Exposure to PFAS in drinking water linked to higher blood levels of these 'forever' chemicals
First-of-its-kind study at ADLM 2025 lays the foundation for addressing public health threat
6 Aug 2025Breaking research presented at ADLM 2025 (formerly the AACC Annual Scientific Meeting & Clinical Lab Expo) found that people who live in areas with higher levels of PFAS in their drinking water also have elevated blood levels of these manufactured chemicals. Highlighting why these so-called 'forever chemicals' are a growing public-health concern, these findings provide support for policies encouraging more PFAS testing and treatment in public water systems.
“Drinking water is one of the most important routes for exposure to environmental contaminants, including PFAS,” said Dr. Wen Dui, a member of the research team from Quest Diagnostics that conducted the study. “This study was the first of its kind to apply the National Academies of Science, Engineering, and Medicine (NASEM) PFAS guidance to study correlation between PFAS in human bodies and drinking water in a large-scale clinical population.”
First developed in the 1940s, PFAS, or per- and poly-fluoroalkyl substances, were designed to resist water, oil, grease, and heat, making them useful in numerous consumer products and across multiple industries. For example, PFAS can be found in non-stick cookware, waterproof clothing, and fast-food packaging, as well as in firefighting foams, aircraft components, medical devices, and construction materials.
The substances can enter the public water supply when manufacturers release wastewater into nearby water sources, for example, or when PFAS in landfills leach into groundwater.
Scientists are concerned about possible health consequences of PFAS, which build up in people and the environment over time. For instance, NASEM found evidence of an association between PFAS and adult kidney cancer, decreased infant and fetal growth, abnormally high cholesterol, and a reduced antibody response.

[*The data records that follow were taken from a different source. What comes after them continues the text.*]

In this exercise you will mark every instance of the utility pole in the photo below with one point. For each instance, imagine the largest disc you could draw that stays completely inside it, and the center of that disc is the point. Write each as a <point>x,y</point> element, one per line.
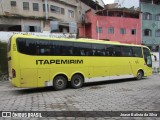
<point>46,9</point>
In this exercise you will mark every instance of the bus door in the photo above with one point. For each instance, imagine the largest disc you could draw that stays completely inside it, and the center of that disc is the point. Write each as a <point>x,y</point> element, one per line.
<point>147,62</point>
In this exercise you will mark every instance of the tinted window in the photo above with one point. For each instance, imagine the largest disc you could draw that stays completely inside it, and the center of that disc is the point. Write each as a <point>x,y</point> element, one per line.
<point>114,50</point>
<point>82,49</point>
<point>43,47</point>
<point>99,50</point>
<point>126,51</point>
<point>26,46</point>
<point>147,57</point>
<point>137,51</point>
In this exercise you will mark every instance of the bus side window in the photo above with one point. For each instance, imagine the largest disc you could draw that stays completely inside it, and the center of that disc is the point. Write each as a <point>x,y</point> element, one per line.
<point>137,52</point>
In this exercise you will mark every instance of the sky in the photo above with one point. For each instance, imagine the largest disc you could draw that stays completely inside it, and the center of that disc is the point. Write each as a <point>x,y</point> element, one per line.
<point>108,1</point>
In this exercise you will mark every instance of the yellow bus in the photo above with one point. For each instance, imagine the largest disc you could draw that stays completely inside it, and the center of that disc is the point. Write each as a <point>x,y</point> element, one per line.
<point>38,61</point>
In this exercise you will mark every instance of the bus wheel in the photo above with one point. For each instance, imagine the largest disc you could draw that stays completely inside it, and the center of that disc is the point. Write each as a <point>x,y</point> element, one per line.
<point>59,83</point>
<point>77,81</point>
<point>139,75</point>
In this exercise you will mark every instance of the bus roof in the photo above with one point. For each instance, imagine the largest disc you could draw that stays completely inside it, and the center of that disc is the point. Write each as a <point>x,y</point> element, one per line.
<point>85,40</point>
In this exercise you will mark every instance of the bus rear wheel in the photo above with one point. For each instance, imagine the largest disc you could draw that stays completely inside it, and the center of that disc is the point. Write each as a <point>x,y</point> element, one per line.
<point>59,83</point>
<point>77,81</point>
<point>139,75</point>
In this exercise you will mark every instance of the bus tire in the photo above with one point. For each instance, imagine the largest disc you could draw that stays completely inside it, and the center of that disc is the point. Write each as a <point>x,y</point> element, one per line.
<point>59,83</point>
<point>77,81</point>
<point>139,75</point>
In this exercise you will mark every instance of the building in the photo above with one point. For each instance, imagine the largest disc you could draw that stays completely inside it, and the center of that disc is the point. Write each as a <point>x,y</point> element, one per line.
<point>150,19</point>
<point>113,24</point>
<point>150,23</point>
<point>52,16</point>
<point>127,3</point>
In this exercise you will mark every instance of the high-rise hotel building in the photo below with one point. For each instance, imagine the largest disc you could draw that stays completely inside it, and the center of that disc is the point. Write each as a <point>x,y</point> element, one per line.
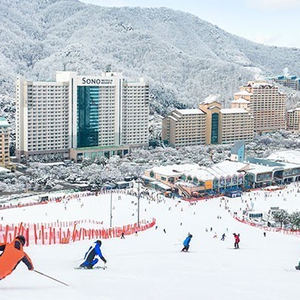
<point>209,124</point>
<point>4,142</point>
<point>81,116</point>
<point>267,105</point>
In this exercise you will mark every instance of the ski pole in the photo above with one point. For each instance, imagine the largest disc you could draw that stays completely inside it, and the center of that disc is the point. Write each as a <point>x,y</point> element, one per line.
<point>50,277</point>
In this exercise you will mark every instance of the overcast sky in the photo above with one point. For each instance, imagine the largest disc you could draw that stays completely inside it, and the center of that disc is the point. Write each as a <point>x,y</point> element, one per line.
<point>271,22</point>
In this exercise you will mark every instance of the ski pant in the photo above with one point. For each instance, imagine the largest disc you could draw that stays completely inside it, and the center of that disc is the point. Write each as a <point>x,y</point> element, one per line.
<point>89,264</point>
<point>185,248</point>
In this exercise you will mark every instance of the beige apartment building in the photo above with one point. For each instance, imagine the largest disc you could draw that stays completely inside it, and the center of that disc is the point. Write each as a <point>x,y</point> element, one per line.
<point>235,124</point>
<point>210,124</point>
<point>267,105</point>
<point>293,117</point>
<point>184,127</point>
<point>77,117</point>
<point>4,143</point>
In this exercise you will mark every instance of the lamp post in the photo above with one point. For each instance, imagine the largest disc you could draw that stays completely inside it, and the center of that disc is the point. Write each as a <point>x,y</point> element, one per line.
<point>110,223</point>
<point>138,196</point>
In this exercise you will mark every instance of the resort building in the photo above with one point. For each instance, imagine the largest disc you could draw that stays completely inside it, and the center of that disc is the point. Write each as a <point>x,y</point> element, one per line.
<point>4,142</point>
<point>227,177</point>
<point>209,124</point>
<point>80,117</point>
<point>184,127</point>
<point>293,120</point>
<point>292,82</point>
<point>267,105</point>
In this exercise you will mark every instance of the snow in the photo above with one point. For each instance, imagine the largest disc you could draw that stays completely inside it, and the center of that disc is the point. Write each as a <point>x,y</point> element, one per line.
<point>190,111</point>
<point>150,265</point>
<point>233,111</point>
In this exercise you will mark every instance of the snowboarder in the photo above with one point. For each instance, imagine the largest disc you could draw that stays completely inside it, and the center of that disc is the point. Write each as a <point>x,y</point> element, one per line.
<point>236,240</point>
<point>89,256</point>
<point>186,243</point>
<point>12,254</point>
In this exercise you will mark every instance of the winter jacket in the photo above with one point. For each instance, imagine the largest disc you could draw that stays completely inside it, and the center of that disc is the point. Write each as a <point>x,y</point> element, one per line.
<point>11,256</point>
<point>237,238</point>
<point>92,252</point>
<point>186,242</point>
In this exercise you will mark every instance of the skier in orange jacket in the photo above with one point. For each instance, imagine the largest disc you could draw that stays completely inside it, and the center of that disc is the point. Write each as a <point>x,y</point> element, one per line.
<point>12,254</point>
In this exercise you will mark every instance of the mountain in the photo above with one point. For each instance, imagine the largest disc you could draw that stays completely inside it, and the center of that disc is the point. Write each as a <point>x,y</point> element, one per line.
<point>150,266</point>
<point>184,58</point>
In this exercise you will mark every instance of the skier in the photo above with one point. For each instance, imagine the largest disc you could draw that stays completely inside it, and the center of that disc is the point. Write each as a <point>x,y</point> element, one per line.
<point>12,254</point>
<point>186,243</point>
<point>223,237</point>
<point>89,256</point>
<point>236,240</point>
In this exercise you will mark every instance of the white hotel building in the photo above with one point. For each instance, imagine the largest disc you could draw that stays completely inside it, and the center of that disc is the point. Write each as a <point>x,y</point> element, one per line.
<point>81,116</point>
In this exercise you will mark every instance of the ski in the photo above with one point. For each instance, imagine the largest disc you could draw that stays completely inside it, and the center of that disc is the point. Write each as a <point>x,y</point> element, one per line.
<point>97,267</point>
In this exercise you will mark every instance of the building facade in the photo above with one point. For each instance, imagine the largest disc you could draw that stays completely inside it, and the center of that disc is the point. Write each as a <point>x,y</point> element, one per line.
<point>292,82</point>
<point>267,105</point>
<point>209,124</point>
<point>81,116</point>
<point>184,127</point>
<point>4,142</point>
<point>293,119</point>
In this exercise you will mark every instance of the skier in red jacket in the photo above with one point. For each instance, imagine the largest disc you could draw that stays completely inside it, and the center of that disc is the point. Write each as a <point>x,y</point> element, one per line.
<point>12,254</point>
<point>236,240</point>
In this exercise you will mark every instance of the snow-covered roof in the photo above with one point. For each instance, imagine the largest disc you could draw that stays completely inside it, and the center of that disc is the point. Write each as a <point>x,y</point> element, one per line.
<point>4,170</point>
<point>233,111</point>
<point>195,111</point>
<point>174,170</point>
<point>3,122</point>
<point>258,84</point>
<point>287,156</point>
<point>243,93</point>
<point>240,100</point>
<point>294,109</point>
<point>160,184</point>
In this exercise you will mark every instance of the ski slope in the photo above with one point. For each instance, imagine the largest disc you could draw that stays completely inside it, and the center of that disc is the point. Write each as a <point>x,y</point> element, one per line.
<point>150,265</point>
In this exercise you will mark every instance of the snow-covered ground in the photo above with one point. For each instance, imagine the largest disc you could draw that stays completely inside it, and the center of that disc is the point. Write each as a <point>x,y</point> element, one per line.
<point>150,265</point>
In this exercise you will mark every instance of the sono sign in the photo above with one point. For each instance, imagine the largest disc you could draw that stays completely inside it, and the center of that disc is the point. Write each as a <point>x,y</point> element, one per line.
<point>94,81</point>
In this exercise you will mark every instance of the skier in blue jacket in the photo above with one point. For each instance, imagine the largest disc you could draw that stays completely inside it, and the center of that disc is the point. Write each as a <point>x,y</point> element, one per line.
<point>89,256</point>
<point>186,243</point>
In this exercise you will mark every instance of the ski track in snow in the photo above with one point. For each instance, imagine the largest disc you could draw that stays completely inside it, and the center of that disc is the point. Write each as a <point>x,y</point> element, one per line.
<point>150,265</point>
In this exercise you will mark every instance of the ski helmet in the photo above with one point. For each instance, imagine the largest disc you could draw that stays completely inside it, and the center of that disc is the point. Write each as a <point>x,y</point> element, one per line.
<point>22,239</point>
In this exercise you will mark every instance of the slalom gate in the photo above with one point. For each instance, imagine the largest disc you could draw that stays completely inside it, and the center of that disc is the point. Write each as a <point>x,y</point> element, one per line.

The NASEM guidance recommends that anyone with high blood levels of PFAS, defined as a summed total of more than 20 ng/mL of nine key PFAS, receive further testing and reduce their exposure.
“Several federal agencies, including the Centers for Disease Control and Prevention and NASEM, have worked together to summarize evidence, publish guidance, and encourage more clinical PFAS testing,” Dui said. “Quest developed and published a blood test for serum PFAS quantitation of the nine NASEM-recommended analytes to address the critical need for reliable PFAS measurement in clinical laboratories,” Dui added.

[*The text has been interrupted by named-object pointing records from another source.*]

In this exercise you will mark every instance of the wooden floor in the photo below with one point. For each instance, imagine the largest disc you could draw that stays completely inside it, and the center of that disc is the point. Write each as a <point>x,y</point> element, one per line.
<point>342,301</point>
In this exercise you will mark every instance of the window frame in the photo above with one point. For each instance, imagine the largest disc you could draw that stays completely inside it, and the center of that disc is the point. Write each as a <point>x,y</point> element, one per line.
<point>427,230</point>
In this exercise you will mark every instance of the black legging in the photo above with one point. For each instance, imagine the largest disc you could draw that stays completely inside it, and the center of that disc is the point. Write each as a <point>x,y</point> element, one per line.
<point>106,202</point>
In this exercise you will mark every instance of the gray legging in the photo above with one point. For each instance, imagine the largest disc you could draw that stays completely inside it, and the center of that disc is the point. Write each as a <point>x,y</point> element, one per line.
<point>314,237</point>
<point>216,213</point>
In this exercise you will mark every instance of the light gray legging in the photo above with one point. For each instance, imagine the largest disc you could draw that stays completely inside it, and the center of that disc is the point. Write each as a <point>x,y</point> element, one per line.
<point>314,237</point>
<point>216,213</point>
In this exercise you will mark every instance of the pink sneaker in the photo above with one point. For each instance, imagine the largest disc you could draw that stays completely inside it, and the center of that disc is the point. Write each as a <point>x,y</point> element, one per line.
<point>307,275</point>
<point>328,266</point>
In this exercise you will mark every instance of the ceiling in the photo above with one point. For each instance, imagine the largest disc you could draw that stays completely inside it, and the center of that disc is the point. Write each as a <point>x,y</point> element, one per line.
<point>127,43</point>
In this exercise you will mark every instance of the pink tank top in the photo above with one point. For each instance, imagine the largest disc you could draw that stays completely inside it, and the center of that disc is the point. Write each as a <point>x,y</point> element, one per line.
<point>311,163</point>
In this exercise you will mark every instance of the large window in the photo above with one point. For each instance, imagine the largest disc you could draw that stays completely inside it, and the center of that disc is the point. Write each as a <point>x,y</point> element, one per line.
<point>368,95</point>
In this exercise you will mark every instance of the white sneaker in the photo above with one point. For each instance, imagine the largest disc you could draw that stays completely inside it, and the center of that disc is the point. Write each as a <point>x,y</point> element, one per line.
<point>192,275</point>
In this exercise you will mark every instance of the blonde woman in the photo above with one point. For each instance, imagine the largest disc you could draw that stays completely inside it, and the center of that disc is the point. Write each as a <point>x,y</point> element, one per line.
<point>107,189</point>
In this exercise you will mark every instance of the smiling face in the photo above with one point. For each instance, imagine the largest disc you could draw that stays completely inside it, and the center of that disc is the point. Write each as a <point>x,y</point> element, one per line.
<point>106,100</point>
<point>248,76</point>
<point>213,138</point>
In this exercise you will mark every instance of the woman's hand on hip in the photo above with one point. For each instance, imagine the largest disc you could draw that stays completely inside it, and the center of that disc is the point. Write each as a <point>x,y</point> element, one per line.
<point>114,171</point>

As one of its first steps, the team sought to establish the relationship between drinking water contaminated with PFAS and PFAS levels in people’s blood — which is what this new study accomplishes.
Since the U.S. Environmental Protection Agency monitors the amount of PFAS in public water systems, the researchers were able to pull information from previously collected blood samples to do a geographic comparison by exposure level. They evaluated blood samples taken from 771 individuals who lived in zip codes with high exposure to PFAS through their water and 788 people with low exposure to the substances, ensuring the two groups were otherwise comparable in their age and gender distribution.
They found that 7.1% of the people from zip codes with high-exposure to PFAS had elevated blood levels of PFAS (>20 ng/mL), versus only 2.8% of the people in the low-exposure group — a significant difference. Moreover, the estimated average of combined PFAS in the blood samples was significantly higher in the high-exposure group (9.2 ng/mL) versus the low-exposure group (6.1 ng/mL), as were mean blood levels of each individual PFAS studied.
“Our study found that a higher PFAS level in U.S. public drinking water supply corresponds to higher PFAS serum concentrations in exposed communities,” Dui said, adding that, as a next step, the company hopes to contribute to research on the correlation between PFAS exposure and health outcomes.